Interview -vérités de Blaise Pascal Logbo, président du NPR: "La situation actuelle est le résultat de l'échec des Marcoussistes"

Dans une interview accordée au quotidien LG Infos, Blaise Pascal Logbo parle de l'état de son parti politique, le NPR (Nouveau Parti pour le Rassemblement), de la CPI, de la démocratie en Côte d'Ivoire, de la politique d'Alassane Ouattara, etc.. Sans aucun ménagement, le leader du NPR dit sa part de vérité sur la politique ivoirienne et l'état de la nation.

Jeudi 12 Décembre 2013 - 15:00


"Pourquoi ces vieux partis pensent-ils avoir un droit exclusif de ce retrouver entre eux pour parler de l'état de la nation et de son avenir?"

Comment va votre parti, le NPR (Nouveau Parti pour le Rassemblement) ?

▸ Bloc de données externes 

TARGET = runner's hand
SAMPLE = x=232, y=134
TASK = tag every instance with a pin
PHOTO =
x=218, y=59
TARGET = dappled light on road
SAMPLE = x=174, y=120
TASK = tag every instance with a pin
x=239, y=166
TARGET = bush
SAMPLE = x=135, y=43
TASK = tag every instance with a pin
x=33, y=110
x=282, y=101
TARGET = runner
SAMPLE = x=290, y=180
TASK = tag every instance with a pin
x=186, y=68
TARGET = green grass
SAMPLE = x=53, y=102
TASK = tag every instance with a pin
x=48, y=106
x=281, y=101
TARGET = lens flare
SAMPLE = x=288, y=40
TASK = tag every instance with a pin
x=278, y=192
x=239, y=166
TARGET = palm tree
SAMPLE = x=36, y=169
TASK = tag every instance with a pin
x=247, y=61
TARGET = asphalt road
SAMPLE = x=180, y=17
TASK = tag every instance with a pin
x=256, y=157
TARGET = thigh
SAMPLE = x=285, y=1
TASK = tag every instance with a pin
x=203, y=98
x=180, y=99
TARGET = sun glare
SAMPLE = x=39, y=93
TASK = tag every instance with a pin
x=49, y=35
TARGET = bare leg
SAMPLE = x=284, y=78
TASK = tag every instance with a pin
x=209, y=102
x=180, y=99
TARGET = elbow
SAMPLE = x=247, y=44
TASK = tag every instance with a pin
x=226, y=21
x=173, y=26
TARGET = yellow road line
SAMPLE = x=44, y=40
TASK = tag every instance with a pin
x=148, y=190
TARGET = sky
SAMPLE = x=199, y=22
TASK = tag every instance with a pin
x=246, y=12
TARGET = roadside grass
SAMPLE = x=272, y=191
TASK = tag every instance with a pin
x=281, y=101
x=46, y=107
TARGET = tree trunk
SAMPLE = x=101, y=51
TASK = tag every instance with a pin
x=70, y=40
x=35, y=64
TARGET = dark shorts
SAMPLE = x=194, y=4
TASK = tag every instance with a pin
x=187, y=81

Le NPR vas très bien. Il fait son chemin. Il marche vers ses objectifs. Nos camarades militants et responsables du parti sont à l’œuvre pour le parti. Et nous avons de bon résultats sur le terrain. Car les ivoiriens sont réceptifs à notre discours et nous poursuivons sur cette base l’implantation du NPR dans les villes et villages de Côte d'Ivoire. Notre parti est jeune et nous constatons sont évolution. Dans l'état actuel des choses, nous ne pouvons être que satisfaits, tout en ayant conscience de l'immensité de la tâche qu'il nous reste à accomplir. Mais nous disposons de ressources humaines et intellectuelles suffisantes pour y parvenir. C'est ce qui nous rassure de l'avenir de notre parti.


Vous avez organisé la première convention de votre parti le 9 novembre dernier.De quoi a -t-il été question?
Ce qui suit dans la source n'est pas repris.